Positive achievements noted by delegations included, among others:
- The establishment of the National Council for Civil Liberties and Human Rights in 2013;
- The standing invitation extended to all Special Procedures mandate holders;
- Efforts made towards the normalization of the situation on the ground and the protection of human rights in light of the current challenges in combatting terrorism;
- The setting up of the Constitution Drafting Assembly;
- Libya’s determination to honour its international commitments and its continued commitment to collaborate with the OHCHR in the current context;
- The concerted efforts to rebuild State institutions, re-establish security and enforce the rule of law.
Issues and Questions
Issues and questions raised by the Working Group included,
- The wide-spread arbitrary detentions, tortures and abductions and reports of extrajudicial executions, torture, abductions and other grave violations;
- The human rights violations, attacks or other threats against human rights defenders, media professionals, judicial officers and government officials;
- Reports of possible war crimes committed by militias and other armed forces on all sides and the high level of impunity;
- The situation of migrants, asylum seekers, and refugees;
- The huge challenges currently facing Libya in the context of the armed conflict, the deteriorating security situation and current political situation in the country;
- The ongoing national dialogue aiming to a political consensus among all parties.

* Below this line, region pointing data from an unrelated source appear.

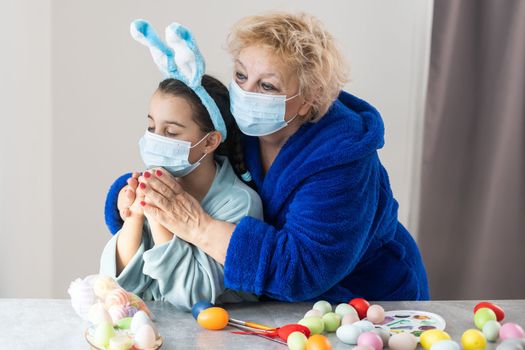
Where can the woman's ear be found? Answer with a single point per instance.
(213, 141)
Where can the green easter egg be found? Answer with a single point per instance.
(482, 316)
(315, 324)
(332, 321)
(297, 341)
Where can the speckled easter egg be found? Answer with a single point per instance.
(445, 345)
(348, 334)
(214, 318)
(297, 341)
(331, 321)
(370, 339)
(511, 330)
(482, 316)
(473, 339)
(323, 306)
(314, 324)
(318, 342)
(432, 336)
(375, 314)
(500, 314)
(402, 341)
(491, 330)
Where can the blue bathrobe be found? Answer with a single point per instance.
(330, 228)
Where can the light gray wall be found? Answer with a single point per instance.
(102, 80)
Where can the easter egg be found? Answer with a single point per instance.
(366, 326)
(199, 306)
(297, 341)
(383, 334)
(315, 313)
(491, 330)
(318, 342)
(375, 314)
(360, 305)
(500, 314)
(348, 334)
(121, 342)
(432, 336)
(350, 318)
(511, 330)
(482, 316)
(331, 321)
(445, 345)
(124, 323)
(103, 332)
(323, 306)
(285, 331)
(343, 309)
(473, 339)
(512, 344)
(402, 341)
(145, 337)
(370, 339)
(214, 318)
(314, 324)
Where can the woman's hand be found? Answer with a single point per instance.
(168, 204)
(127, 196)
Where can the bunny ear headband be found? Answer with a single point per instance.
(179, 59)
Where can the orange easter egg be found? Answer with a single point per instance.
(318, 342)
(214, 318)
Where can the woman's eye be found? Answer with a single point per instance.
(267, 87)
(240, 76)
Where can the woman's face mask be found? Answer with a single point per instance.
(170, 154)
(258, 114)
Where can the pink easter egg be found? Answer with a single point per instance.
(370, 339)
(511, 330)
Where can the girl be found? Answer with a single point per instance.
(182, 142)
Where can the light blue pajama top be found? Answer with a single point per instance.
(177, 271)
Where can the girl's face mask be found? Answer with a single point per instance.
(258, 114)
(168, 153)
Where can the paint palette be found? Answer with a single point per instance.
(411, 321)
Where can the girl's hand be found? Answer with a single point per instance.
(168, 204)
(127, 195)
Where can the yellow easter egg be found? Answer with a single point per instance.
(213, 318)
(473, 339)
(432, 336)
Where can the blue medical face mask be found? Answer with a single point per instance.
(258, 114)
(168, 153)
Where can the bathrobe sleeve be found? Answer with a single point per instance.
(327, 225)
(131, 278)
(185, 274)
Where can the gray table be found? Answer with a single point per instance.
(52, 324)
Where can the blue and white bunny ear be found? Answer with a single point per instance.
(188, 59)
(162, 55)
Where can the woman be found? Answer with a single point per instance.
(330, 228)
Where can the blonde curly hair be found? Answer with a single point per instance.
(301, 41)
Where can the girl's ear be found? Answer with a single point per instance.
(213, 141)
(188, 58)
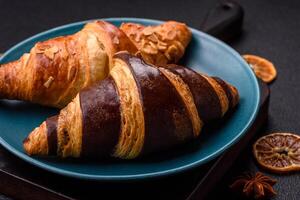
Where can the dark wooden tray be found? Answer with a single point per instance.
(21, 180)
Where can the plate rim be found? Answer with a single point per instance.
(156, 174)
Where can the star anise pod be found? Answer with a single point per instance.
(258, 186)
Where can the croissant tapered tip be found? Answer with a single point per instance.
(36, 143)
(235, 95)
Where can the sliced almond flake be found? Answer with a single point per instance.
(171, 35)
(152, 45)
(148, 31)
(48, 82)
(50, 53)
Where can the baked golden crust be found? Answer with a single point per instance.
(132, 134)
(187, 97)
(55, 70)
(138, 109)
(159, 44)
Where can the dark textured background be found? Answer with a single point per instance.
(271, 29)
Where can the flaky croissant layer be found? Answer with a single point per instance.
(138, 109)
(56, 70)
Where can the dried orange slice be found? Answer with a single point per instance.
(278, 152)
(263, 68)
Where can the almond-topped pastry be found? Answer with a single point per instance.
(138, 109)
(161, 44)
(57, 69)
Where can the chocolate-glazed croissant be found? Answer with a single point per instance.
(138, 109)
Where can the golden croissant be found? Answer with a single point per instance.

States participating in the dialogue posed a series of
recommendations to Libya. These pertained to the following issues,
- To take all measures to promote and ensure equality and empowerment of women at all levels of society, including participation in political decision making;
- To ensure full support to the Constitutional drafting Assembly and to ensure that the new Constitution is fully compliant to human rights standards;
- To establish a moratorium on the death penalty;
- To fully cooperate with the International Criminal Court;
- To develop a comprehensive strategy to address internal displacement and help affected people;
- To continue moving towards establishing a comprehensive unity government and to fully commit to the United Nations Support Mission in Libya dialogue process;
- To ensure that the National Council for Civil Liberties and Human Rights is brought in conformity with the Paris Principles;
- To develop plans for transitional justice and accountability;
- To take measures to address the issue of trafficking in persons;
- To investigate all cases of killings and attacks of human rights defenders and of journalists;
- To take urgent steps to address the plight of migrants, asylum seekers, refugees and internally displaced persons;
- Ratification of
human rights instruments: the Convention on the Protection of all Persons against Enforced Disappearance; the Convention on the Rights of Persons with Disabilities; the Second Optional Protocol to the Convention on Civil and political Rights; the Optional Protocol to the Convention against Torture; the 1951 Convention on the Statues of Refugees and its 1967 Protocol; the Rome Statute of the ICC, ILO Convention 189 on Decent Work for Domestic Workers, and the African Union Kampala Convention for the Protection and assistance of Internally Displace Persons in Africa.
Adoption of report of Working Group
The adoption of the report of the UPR Working Group on Libya is scheduled to take place on
Friday, 15 May 2015.
*The troikas are a group of three States selected through a drawing of lots who serve as rapporteurs and who are charged with preparing the report of the Working Group on the country review with the involvement of the State under review and assistance from the OHCHR.